Proponents argue that audits are necessary to prevent algorithmic harm, from biased lending to discriminatory policing. But the solution to these problems is not a one-size-fits-all audit mandate. Instead, we should focus on outcome-based regulation that holds companies accountable for the results of their algorithms, not the internal mechanics. If an algorithm produces discriminatory outcomes, the company should be liable, regardless of whether an audit would have predicted the failure. This approach incentivises companies to build robust testing and monitoring systems internally, tailored to their specific contexts, rather than outsourcing responsibility to external auditors who lack deep familiarity with the system.

Consider the case of credit scoring algorithms. In the United States, the Equal Credit Opportunity Act already prohibits discrimination on the basis of race, colour, religion, national origin, sex, marital status, or age. Lenders are required to maintain records and provide explanations for adverse actions. This outcome-focused framework has been effective without mandating independent audits of the underlying models. Similarly, in Australia, the Australian Securities and Investments Commission (ASIC) oversees responsible lending practices through regular reviews and enforcement actions, not by auditing every algorithm. These examples demonstrate that accountability can be achieved without the heavy-handed intervention of independent audits.

Another concern is the potential for audits to become a bureaucratic exercise that stifles innovation. The process of preparing for an audit diverts engineering talent from improving the algorithm to documenting its behaviour. This administrative burden slows the pace of development and discourages experimentation. In fields like healthcare and autonomous vehicles, where algorithms can save lives, such delays are not merely inconvenient—they are deadly. The cost of caution must be weighed against the cost of inaction.

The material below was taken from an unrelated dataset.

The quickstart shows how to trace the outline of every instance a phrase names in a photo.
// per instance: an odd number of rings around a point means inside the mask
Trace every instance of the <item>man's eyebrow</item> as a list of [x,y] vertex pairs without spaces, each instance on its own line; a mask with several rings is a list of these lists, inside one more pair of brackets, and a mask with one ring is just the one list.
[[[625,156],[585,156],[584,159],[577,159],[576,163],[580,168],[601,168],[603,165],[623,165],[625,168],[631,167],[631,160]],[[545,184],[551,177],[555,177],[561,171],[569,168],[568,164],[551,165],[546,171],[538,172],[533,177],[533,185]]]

Finally, the push for independent audits often ignores the role of human judgment in algorithmic systems. Algorithms do not operate in a vacuum; they are embedded in social and organisational contexts that shape their use. An audit that examines the algorithm in isolation may miss the ways in which human operators override, misinterpret, or selectively apply its outputs. True accountability requires examining the entire socio-technical system, not just the code. This is a far more complex undertaking than any audit can provide.

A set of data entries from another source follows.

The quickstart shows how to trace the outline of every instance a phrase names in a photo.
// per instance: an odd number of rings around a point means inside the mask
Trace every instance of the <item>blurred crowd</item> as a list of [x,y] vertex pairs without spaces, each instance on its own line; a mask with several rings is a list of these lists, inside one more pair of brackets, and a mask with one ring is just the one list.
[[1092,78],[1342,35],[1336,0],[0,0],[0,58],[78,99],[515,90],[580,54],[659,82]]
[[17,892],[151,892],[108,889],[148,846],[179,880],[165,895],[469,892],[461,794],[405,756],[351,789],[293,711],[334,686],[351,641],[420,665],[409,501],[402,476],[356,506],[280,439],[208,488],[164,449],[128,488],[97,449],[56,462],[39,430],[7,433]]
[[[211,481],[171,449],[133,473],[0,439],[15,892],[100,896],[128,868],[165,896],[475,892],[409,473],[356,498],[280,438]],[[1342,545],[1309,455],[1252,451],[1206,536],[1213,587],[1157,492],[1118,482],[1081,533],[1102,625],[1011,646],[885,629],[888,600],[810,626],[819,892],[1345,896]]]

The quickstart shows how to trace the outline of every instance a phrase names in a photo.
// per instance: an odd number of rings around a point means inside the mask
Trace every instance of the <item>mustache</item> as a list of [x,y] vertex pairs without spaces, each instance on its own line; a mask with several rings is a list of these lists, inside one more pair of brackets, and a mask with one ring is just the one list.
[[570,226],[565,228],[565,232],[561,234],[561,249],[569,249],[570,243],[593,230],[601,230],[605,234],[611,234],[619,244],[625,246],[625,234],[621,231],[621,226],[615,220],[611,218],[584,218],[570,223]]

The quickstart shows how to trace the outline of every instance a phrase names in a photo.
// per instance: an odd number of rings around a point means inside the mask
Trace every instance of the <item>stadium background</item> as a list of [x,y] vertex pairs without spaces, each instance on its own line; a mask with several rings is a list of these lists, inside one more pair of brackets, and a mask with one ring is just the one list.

In conclusion, while the desire for algorithmic accountability is laudable, independent audits are a flawed instrument. They offer the illusion of transparency without genuine insight, impose disproportionate costs on smaller players, and risk creating a false sense of security. A more effective approach lies in outcome-based regulation, internal accountability mechanisms, and a recognition that algorithms are part of broader systems that require holistic oversight. We must resist the seductive simplicity of the audit and embrace the messy, ongoing work of building fair and responsible technology.